The normal neonate puppies and kittens (Proceedings)
To familiarize practitioners with normal and abnormal clinical findings in neonates.
To review diagnostic and treatment modalities of canine and feline neonate.To promote early recognition of the signs of illness and disease in the neonate.
General Key Points
• The first 3 months of life (Neonatal stage – birth to 2 weeks, infant state – 2 to 6 weeks of age and pediatric stage – 6 to 12 weeks) may be considered the pediatric period in dogs and cats. The neonatal stage is sometimes extended from birth to weaning. It is generally accepted that after 12 weeks of age puppies and kittens become more like adults in the diagnosis and management of most disease processes.

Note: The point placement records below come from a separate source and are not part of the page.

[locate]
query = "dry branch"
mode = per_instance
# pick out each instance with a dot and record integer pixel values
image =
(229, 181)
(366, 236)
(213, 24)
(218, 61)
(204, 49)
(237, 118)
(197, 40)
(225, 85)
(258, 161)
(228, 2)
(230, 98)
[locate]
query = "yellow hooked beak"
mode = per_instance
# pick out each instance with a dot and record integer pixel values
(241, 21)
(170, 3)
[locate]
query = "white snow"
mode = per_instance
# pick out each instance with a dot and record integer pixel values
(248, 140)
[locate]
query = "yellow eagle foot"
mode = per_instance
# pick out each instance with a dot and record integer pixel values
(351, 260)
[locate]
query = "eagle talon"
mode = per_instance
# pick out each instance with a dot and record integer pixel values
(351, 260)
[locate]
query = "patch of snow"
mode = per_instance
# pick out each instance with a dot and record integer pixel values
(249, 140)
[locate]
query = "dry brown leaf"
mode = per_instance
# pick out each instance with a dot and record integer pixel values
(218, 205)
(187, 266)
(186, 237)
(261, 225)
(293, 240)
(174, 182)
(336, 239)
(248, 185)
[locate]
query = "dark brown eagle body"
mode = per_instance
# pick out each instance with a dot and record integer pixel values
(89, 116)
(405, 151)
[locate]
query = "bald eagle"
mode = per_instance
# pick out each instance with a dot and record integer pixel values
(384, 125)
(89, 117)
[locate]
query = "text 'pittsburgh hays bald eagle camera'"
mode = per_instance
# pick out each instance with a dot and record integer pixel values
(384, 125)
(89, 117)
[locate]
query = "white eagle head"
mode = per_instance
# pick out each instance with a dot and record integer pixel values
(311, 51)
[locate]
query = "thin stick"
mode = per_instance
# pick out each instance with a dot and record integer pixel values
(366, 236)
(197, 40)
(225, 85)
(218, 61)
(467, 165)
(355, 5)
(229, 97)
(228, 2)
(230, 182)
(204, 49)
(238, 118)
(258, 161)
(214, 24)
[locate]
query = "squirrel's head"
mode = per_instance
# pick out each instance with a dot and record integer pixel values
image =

• A complete physical examination of the neonate can be accomplished by following any of a number of routine protocols. Practitioners should establish a procedure for themselves that ensures examination of all the pertinent areas.
• Sick neonates present with a similar pattern of clinical signs, though suffering from a variety of different disease processes. Therefore initial treatment should be directed toward those diseases with a fair to good prognosis, until a specific diagnosis can be ascertained. In general environmental problems, poor mothering or husbandry and bacterial infections carry a more favorable prognosis than viral infections or genetic defects. The old rule "Treat the Treatable" definitely applies.
• Birth weight may be the most accurate predictor of a neonate's chance for survival. Poor weight gain is an early and reliable indicator of illness.
• Neonates have poor thermoregulatory capability.
• Hepatic and renal functions are decreased in the first few weeks of life.
• Immune function relies on passive transfer of colostral antibodies.
• Nervous system at birth is poorly developed and slow to mature.
• Eyelids and ear canals are not open at birth (generally open at 10-14 days).
• Examination of neonates should be in a quiet clean environment on a warm table or towel.
• The dam or queen should always be examined, as should any littermates. Most mothers may remain in the examination room during the handling of their offspring unless they are aggressive or exceedingly anxious.
• A pediatric stethoscope, rectal thermometer and an accurate scale are basic necessities. Postal or food scales are excellent tools for weighing neonates and monitoring weight gain.
• Records of birth weight and weight gain are essential.
o Weight should be recorded twice daily for the first week of life.
o Absence of gain or lagging weight gain is indication for immediate examination.
o Some normal pups may not gain or even lose a slight amount (<10%BW) in first 12-24 hours. Loss of greater than 10% is an indicator of severe problem.
• Low birth weights may be due to endocrinopathies, poor maternal nutrition, overcrowding in the uterine environment, congenital abnormalities or infectious disease.
• Puppies or kittens should be individually identified. (By coat color, sex and markings, colored "collars", etc) to assist in accurate record keeping.
• Puppies should double their birth weight in the first 7-10 days.
• Kittens birth weights average 100±10 grams and should double by 2 weeks of age.
• The complete history should include clinical signs and their onset and duration, any treatment administered by the owner and a history of any littermates affected or deceased. Do not overlook the history of the dam's previous litters and the maternal preventive health care. The dam's environment, nutrition during pregnancy and any evidence of dystocia encountered at deliveries should be ascertained. The history of neonatal losses in closely related animals and the kennel or cattery's general health and survival statistics may also be important.